Sen. Bernie Sanders is quoted in the source: "If the argument is that we have a horrendous bureaucracy—absolutely correct. It is terrible.…That is common sense." The prescription offered is not fewer bureaucrats, but system redesign so operations do not overemphasize some goals—such as fairness and diversity—at the expense of efficiency and measurable results. The source singles out hiring and firing as an area where risk aversion and legal restrictions have limited managers’ ability to manage; the proposed fix is more trust in managers to do their jobs while adhering to law.

What this means for USAID, public-health agencies, and federal workers

  • USAID: With the agency described as dismantled and food-aid and disease-prevention efforts halted, the immediate implication is the need to reopen the agency and re-establish those global programs.
  • Public-health agencies (FDA, NIH): The loss of thousands of employees at the Food and Drug Administration and the National Institutes of Health suggests urgent rehiring to restore capacity that, in the past two decades, helped facilitate a covid vaccine and improved children’s health.
  • Federal workers and managers: The source argues managers need more latitude to hire and fire—reducing procedural drag and risk aversion—while remaining within the rule of law.
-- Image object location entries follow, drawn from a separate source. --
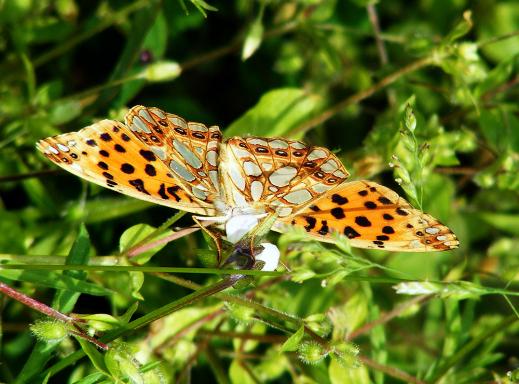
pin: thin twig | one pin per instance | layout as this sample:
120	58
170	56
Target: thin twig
359	96
34	304
381	48
386	317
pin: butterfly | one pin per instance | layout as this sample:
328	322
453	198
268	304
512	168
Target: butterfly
162	158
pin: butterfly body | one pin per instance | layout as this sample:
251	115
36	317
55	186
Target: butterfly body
160	157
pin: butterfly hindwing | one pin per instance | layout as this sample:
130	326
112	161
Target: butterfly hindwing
108	154
372	216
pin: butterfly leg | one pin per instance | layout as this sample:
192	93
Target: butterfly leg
215	236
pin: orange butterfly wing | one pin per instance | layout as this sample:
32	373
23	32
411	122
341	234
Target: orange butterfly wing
371	216
109	154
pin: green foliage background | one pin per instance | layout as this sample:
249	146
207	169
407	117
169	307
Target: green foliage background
422	92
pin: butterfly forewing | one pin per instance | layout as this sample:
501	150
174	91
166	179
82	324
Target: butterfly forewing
372	216
189	149
282	175
108	154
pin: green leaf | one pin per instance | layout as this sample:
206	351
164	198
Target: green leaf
294	341
252	40
503	221
54	280
239	375
461	29
65	111
65	300
277	113
134	236
97	212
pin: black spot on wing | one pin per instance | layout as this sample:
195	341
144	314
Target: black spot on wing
173	192
127	168
350	232
324	228
119	148
150	170
384	200
139	185
388	230
338	213
338	199
363	221
162	192
148	155
311	223
370	205
102	165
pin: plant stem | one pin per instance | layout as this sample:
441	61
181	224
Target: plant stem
146	319
34	304
359	96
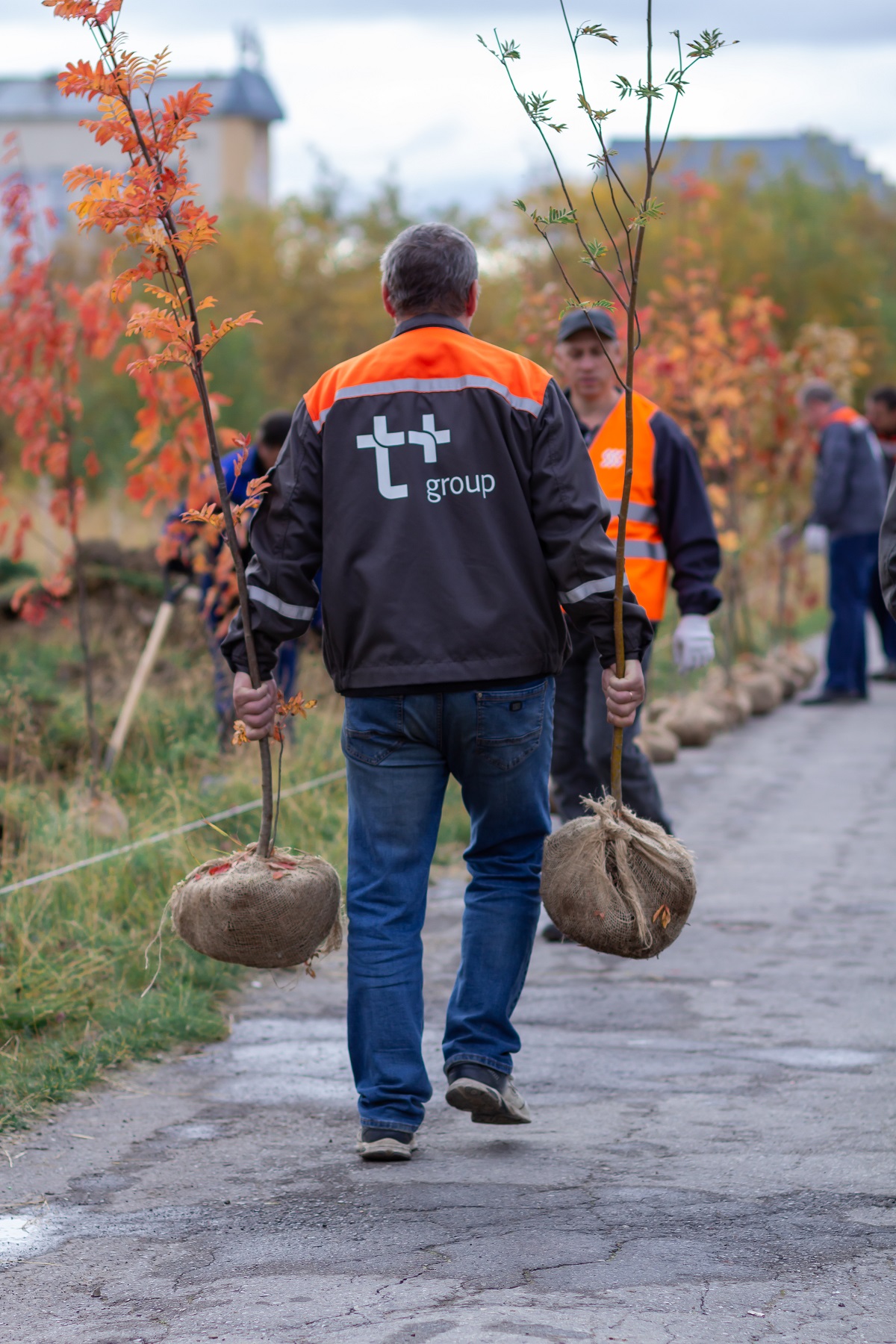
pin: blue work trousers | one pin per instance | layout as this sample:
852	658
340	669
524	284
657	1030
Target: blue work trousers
852	564
399	753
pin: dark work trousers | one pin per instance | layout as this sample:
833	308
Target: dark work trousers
583	742
852	561
884	620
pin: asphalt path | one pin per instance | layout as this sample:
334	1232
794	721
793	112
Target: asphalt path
711	1157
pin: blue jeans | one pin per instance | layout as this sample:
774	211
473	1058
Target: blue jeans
399	753
852	564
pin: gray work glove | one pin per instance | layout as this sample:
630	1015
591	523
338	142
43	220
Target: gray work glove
692	644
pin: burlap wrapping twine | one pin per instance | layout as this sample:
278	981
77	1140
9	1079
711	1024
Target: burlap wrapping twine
617	883
270	913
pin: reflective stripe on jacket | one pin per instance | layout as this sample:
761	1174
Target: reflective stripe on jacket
675	503
445	488
647	564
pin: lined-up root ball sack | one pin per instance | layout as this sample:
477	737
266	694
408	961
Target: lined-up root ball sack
763	688
659	744
617	883
694	721
272	913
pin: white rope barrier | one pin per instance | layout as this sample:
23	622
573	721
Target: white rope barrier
168	835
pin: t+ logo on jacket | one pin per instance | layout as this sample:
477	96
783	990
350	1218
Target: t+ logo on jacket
429	437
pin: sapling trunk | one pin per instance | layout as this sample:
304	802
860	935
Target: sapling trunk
622	269
252	656
84	636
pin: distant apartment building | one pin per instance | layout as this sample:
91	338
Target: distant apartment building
813	156
230	158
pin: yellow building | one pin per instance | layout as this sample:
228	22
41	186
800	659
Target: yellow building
230	158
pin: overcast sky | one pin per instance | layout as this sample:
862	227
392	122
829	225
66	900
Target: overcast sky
402	87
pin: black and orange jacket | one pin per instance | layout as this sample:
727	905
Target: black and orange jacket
849	490
444	487
669	517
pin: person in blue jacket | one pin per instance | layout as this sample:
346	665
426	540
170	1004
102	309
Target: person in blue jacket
849	494
217	604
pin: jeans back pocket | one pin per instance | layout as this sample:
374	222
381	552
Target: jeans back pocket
509	722
373	727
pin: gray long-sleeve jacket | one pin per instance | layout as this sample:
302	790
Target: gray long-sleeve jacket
887	553
849	488
444	487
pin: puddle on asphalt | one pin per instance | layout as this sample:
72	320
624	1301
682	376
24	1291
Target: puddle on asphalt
277	1060
874	1216
191	1133
791	1057
22	1234
812	1058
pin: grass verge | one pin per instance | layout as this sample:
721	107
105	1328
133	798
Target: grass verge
72	951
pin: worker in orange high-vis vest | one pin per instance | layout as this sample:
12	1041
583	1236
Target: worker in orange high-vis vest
849	494
669	529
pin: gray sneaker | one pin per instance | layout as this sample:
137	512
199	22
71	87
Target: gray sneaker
488	1095
386	1145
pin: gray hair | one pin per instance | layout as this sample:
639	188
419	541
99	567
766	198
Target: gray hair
817	390
429	269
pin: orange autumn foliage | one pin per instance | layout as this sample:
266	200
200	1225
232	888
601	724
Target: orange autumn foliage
46	331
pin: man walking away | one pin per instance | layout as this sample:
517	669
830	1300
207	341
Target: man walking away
880	411
444	487
669	524
848	502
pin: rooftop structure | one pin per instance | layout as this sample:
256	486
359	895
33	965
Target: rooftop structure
230	158
815	156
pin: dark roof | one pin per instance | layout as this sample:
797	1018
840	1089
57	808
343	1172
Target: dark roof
815	156
246	93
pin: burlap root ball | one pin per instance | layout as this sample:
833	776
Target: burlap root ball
270	913
617	883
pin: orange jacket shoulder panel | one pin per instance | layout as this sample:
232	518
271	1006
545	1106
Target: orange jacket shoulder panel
422	359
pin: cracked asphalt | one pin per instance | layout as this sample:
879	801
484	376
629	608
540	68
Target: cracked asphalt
712	1155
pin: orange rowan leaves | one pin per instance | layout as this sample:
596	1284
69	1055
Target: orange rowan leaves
46	329
296	705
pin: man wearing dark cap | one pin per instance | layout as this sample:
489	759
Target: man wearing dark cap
669	524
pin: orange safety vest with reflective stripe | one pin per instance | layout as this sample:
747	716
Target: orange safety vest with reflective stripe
647	564
842	416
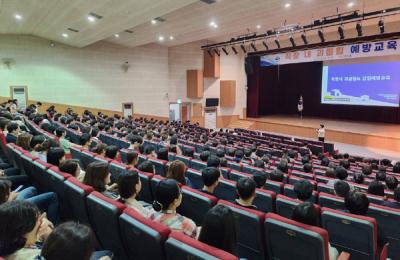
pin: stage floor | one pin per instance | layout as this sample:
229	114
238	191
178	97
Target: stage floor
375	129
365	134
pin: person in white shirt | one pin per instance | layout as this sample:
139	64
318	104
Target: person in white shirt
321	133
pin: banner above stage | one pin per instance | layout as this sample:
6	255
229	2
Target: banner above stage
356	50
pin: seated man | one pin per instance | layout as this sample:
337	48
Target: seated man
246	190
210	176
303	190
357	203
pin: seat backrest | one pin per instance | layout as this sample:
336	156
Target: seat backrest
388	220
250	233
142	238
197	164
354	234
288	239
274	186
75	194
226	190
265	200
195	178
331	201
195	204
103	216
182	247
160	166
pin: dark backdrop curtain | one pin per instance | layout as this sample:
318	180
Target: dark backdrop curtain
276	90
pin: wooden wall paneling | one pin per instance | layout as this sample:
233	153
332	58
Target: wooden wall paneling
195	82
211	65
227	93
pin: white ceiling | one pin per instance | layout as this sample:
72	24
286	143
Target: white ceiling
186	20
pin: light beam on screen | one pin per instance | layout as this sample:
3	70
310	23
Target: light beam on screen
365	84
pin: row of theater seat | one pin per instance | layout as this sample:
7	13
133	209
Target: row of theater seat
196	204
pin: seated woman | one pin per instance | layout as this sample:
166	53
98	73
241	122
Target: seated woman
21	226
306	213
72	241
177	171
219	229
168	198
98	176
132	158
46	202
129	186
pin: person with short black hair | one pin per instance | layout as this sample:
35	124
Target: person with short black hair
55	156
391	182
213	161
13	131
132	158
168	197
111	152
72	240
277	175
219	229
376	188
246	190
306	213
129	187
303	190
210	177
147	166
342	188
357	203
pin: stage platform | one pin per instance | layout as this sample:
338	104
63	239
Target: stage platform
374	135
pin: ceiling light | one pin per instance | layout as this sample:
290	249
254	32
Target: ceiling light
304	38
321	36
381	25
291	39
359	29
91	19
341	32
243	48
234	50
265	45
253	46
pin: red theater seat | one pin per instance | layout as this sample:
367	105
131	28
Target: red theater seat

Recalibration is presented as essential to restore governing capacity without reverting to "chainsaw" tactics.

The reporting assembles a clear argument: the next administration faces a twofold task. First, to restore core capabilities—reopening agencies such as USAID and rehiring staff sliced from the IRS, FDA, NIH, NOAA and others. Second, to reimagine systems so they reward results and give managers the trust and tools to act. As the source puts it, that recalibration "can’t be accomplished with a chainsaw."